The new Converge album (Axe To Fall) is coming October 20, 2009 and I had the idea to review previous albums of bands releasing new material in the future. I thought that it should start off with No Heroes.
Hard to challenge something considered a watershed album especially with Converge's case for Jane Doe that was the most honest emotional math roller coaster ride in hardcore to date which paved the way for a new generation of kids of both punk and metal to cross over. After years of touring all around the world post 9/11, they released You Fail Me which solidified their message that they still got the spirit and energy by doing what they do instead of trying to succeed the heavy reception of Jane Doe. It carries on to their 2006 album No Heroes with excellence and larger appreciation than ever before.

From "Heartache" through "To The Lions", Converge does the hot and heavy with riffs reminiscent of their extreme influences. The nihilistic thrashing on the titled song, the Cave In noisy prog rock tendencies on "Orphaned", and the post-metallic build ups of "Trophy Scars", they and the other 12 songs on the album deliver the goods with seemingly no effort done.
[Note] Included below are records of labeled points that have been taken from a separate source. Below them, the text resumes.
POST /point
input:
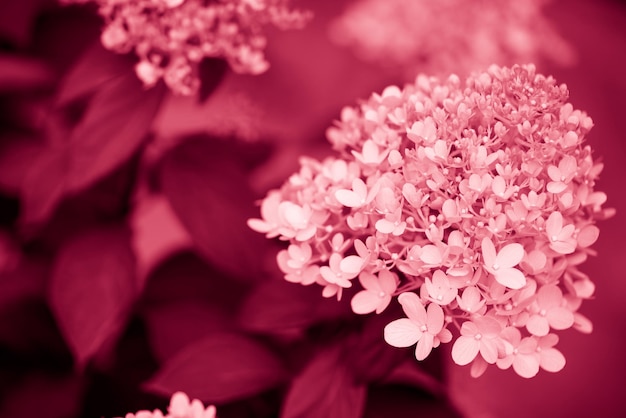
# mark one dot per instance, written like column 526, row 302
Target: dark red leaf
column 92, row 289
column 208, row 189
column 39, row 395
column 211, row 73
column 16, row 19
column 325, row 388
column 95, row 67
column 276, row 306
column 17, row 73
column 220, row 368
column 17, row 157
column 403, row 401
column 116, row 123
column 373, row 359
column 44, row 185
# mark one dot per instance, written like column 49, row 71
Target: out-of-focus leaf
column 211, row 72
column 44, row 185
column 278, row 305
column 403, row 401
column 39, row 394
column 207, row 188
column 17, row 157
column 157, row 231
column 373, row 359
column 220, row 368
column 113, row 128
column 174, row 326
column 325, row 388
column 17, row 73
column 92, row 289
column 95, row 67
column 184, row 301
column 16, row 18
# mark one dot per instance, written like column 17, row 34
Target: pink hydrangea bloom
column 180, row 407
column 449, row 35
column 171, row 37
column 444, row 193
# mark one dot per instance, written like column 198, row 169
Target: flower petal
column 511, row 278
column 510, row 255
column 465, row 350
column 413, row 307
column 402, row 333
column 365, row 302
column 552, row 360
column 424, row 346
column 526, row 365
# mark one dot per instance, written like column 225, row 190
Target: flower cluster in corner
column 409, row 34
column 171, row 37
column 180, row 407
column 473, row 203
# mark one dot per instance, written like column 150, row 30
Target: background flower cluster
column 128, row 272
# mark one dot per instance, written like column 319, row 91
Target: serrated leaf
column 92, row 289
column 325, row 388
column 115, row 125
column 208, row 189
column 91, row 71
column 220, row 368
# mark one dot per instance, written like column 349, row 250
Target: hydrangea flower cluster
column 440, row 36
column 171, row 37
column 180, row 407
column 473, row 203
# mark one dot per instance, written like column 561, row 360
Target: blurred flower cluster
column 475, row 35
column 171, row 37
column 139, row 139
column 478, row 195
column 180, row 407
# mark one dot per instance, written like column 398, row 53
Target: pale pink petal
column 465, row 350
column 365, row 302
column 551, row 360
column 435, row 315
column 469, row 329
column 179, row 404
column 588, row 235
column 554, row 224
column 413, row 307
column 349, row 198
column 510, row 255
column 489, row 350
column 351, row 265
column 431, row 255
column 511, row 278
column 538, row 325
column 489, row 252
column 560, row 318
column 549, row 296
column 526, row 365
column 444, row 336
column 402, row 333
column 384, row 226
column 369, row 281
column 424, row 346
column 388, row 281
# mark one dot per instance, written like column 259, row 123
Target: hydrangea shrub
column 410, row 35
column 171, row 37
column 473, row 204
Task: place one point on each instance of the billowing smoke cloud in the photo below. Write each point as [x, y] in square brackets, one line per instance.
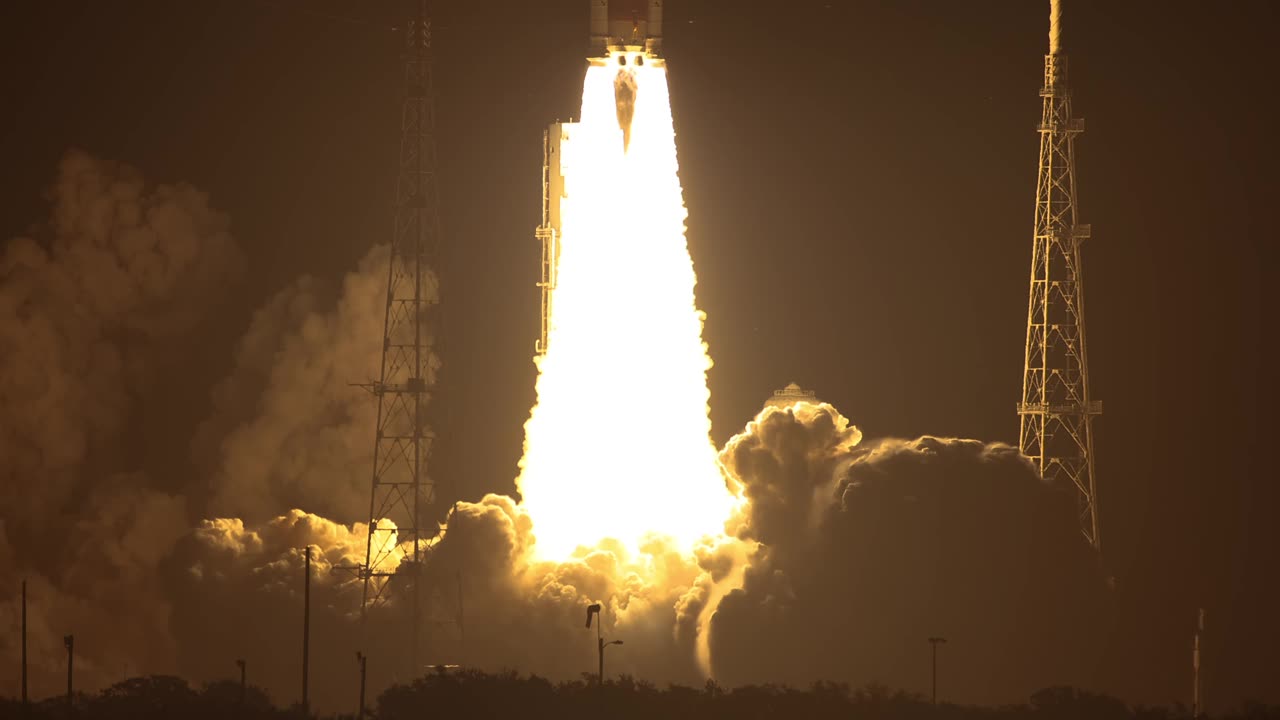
[289, 429]
[867, 551]
[841, 560]
[88, 306]
[94, 304]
Ben Kollar's drumming succeeds the math-y tendencies in Jane Doe with pure attack and focus which can even make the prog death drummers jealous. Jacob's completes the Converge circle with shouts the topics of sacrifice outside our home. He is skillfully relentless and loves being so.


Official music video of Converge's "No Heroes"
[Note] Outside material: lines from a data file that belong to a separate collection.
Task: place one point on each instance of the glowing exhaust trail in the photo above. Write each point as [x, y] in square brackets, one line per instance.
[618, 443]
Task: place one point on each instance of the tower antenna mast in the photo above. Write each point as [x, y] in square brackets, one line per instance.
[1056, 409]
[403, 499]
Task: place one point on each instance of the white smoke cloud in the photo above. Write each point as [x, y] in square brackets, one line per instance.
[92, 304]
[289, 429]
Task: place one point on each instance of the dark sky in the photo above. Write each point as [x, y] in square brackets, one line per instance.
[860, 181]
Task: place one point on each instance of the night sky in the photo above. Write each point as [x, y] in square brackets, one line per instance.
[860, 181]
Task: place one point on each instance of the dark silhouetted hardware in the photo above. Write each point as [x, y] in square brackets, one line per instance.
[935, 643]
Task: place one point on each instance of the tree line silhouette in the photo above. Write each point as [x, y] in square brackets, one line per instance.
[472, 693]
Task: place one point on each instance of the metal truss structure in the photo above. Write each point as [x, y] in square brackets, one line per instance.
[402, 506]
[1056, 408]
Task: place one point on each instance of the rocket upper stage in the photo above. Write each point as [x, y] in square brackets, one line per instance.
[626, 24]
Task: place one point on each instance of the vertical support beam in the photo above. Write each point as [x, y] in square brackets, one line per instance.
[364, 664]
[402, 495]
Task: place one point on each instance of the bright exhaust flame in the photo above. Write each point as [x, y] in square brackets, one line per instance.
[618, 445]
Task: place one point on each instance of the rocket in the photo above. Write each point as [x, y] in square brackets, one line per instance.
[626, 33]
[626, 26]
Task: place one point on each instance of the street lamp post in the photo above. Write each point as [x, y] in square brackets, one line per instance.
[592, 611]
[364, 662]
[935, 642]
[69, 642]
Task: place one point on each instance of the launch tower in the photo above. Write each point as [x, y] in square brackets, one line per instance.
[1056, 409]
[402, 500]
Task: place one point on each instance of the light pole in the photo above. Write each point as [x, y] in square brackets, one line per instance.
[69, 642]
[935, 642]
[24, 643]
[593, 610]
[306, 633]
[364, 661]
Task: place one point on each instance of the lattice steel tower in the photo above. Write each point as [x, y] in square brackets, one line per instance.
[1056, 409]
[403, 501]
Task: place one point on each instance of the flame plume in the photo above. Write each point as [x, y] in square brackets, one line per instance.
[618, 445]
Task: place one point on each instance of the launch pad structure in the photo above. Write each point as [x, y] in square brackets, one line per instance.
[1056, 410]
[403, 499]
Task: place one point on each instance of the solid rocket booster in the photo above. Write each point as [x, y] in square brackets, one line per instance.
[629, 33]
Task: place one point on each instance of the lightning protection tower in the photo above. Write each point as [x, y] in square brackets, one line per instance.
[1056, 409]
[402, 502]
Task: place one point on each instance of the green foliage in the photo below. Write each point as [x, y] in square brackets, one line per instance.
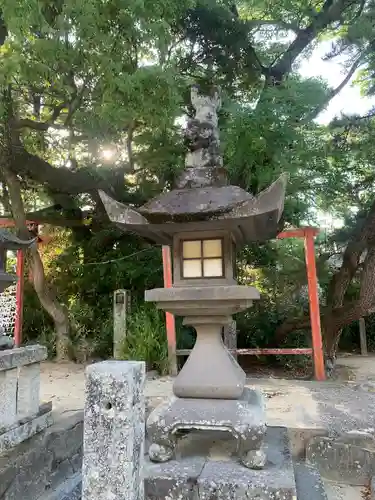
[146, 339]
[114, 75]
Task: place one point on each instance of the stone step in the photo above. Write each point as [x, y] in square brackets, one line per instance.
[347, 459]
[204, 470]
[214, 474]
[309, 483]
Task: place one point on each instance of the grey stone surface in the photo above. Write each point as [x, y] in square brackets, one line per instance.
[309, 483]
[341, 462]
[114, 431]
[6, 342]
[244, 419]
[176, 479]
[230, 337]
[26, 428]
[19, 356]
[28, 390]
[30, 470]
[8, 397]
[211, 474]
[363, 439]
[210, 371]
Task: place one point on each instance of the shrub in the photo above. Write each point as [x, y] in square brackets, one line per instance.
[146, 339]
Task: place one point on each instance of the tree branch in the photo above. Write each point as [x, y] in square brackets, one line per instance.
[278, 23]
[60, 179]
[331, 12]
[334, 92]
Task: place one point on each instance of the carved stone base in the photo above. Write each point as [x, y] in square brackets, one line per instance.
[243, 418]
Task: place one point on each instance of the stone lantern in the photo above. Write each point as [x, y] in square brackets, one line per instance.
[9, 241]
[204, 219]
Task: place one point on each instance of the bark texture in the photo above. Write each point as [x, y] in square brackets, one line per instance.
[45, 293]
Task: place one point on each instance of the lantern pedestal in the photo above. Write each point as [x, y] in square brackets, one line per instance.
[211, 371]
[243, 418]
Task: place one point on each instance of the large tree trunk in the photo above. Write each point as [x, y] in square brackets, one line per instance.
[46, 295]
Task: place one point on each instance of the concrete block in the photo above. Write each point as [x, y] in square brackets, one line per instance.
[114, 431]
[33, 469]
[344, 463]
[26, 428]
[219, 476]
[244, 418]
[28, 393]
[173, 480]
[309, 483]
[8, 398]
[20, 356]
While entirely awesome, there are certain songs that are just entirely masterful and being the top songs on No Heroes. "Bare My Teeth" manages to put noise rock, jazz drumming, and thrash and sludge influenced hardcore riffs into two minutes which if it was longer, it would have been the most boring one available. As opposed to short and fast, there is the long epic "Grim Heart/Black Rose" where it's a journey into sadness of death and mourning filled with clean yet gloomy guitar and a great singing contribution by Only Living Witness vocalist Jonah Jenkins. It builds up to the quick and immediate punk mix of anger and sorrow where it suddenly dies down to no emotion. Converge no matter the focus of music they do, they know how to make great songs with enough content to avoid the shoegazy sleepy time of other bands and such.
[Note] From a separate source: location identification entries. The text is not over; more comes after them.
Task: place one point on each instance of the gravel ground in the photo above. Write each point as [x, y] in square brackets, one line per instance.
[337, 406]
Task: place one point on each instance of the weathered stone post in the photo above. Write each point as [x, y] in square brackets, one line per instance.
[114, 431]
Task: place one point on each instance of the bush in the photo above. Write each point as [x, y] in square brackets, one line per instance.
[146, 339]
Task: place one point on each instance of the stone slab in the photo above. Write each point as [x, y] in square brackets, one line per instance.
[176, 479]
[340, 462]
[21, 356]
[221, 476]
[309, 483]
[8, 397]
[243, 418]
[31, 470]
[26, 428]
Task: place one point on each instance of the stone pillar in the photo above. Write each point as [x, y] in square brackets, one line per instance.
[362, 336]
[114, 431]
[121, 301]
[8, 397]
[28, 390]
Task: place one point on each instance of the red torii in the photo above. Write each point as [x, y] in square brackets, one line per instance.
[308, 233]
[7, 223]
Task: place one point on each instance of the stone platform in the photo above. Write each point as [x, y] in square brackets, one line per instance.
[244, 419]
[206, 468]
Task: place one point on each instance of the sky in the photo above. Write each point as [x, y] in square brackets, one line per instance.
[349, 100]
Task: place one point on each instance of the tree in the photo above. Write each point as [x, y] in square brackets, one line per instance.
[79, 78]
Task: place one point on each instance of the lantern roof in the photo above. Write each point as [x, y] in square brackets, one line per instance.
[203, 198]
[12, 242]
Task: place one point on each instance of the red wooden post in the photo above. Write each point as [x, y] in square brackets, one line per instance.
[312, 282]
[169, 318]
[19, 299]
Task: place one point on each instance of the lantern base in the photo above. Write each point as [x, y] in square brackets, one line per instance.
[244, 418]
Although it feels like a regression from Jane Doe and in most senses is, You Fail Me and especially No Heroes is supposed to say that's not the point for Converge of this time. Even if beneficial to follow what Jane Doe did and expand the mathcore sensibilities, Converge does excellent on doing what they do while trying to have some subtle left turns which is for the better. It's all about enjoying on what the have and indeed it's enjoyable!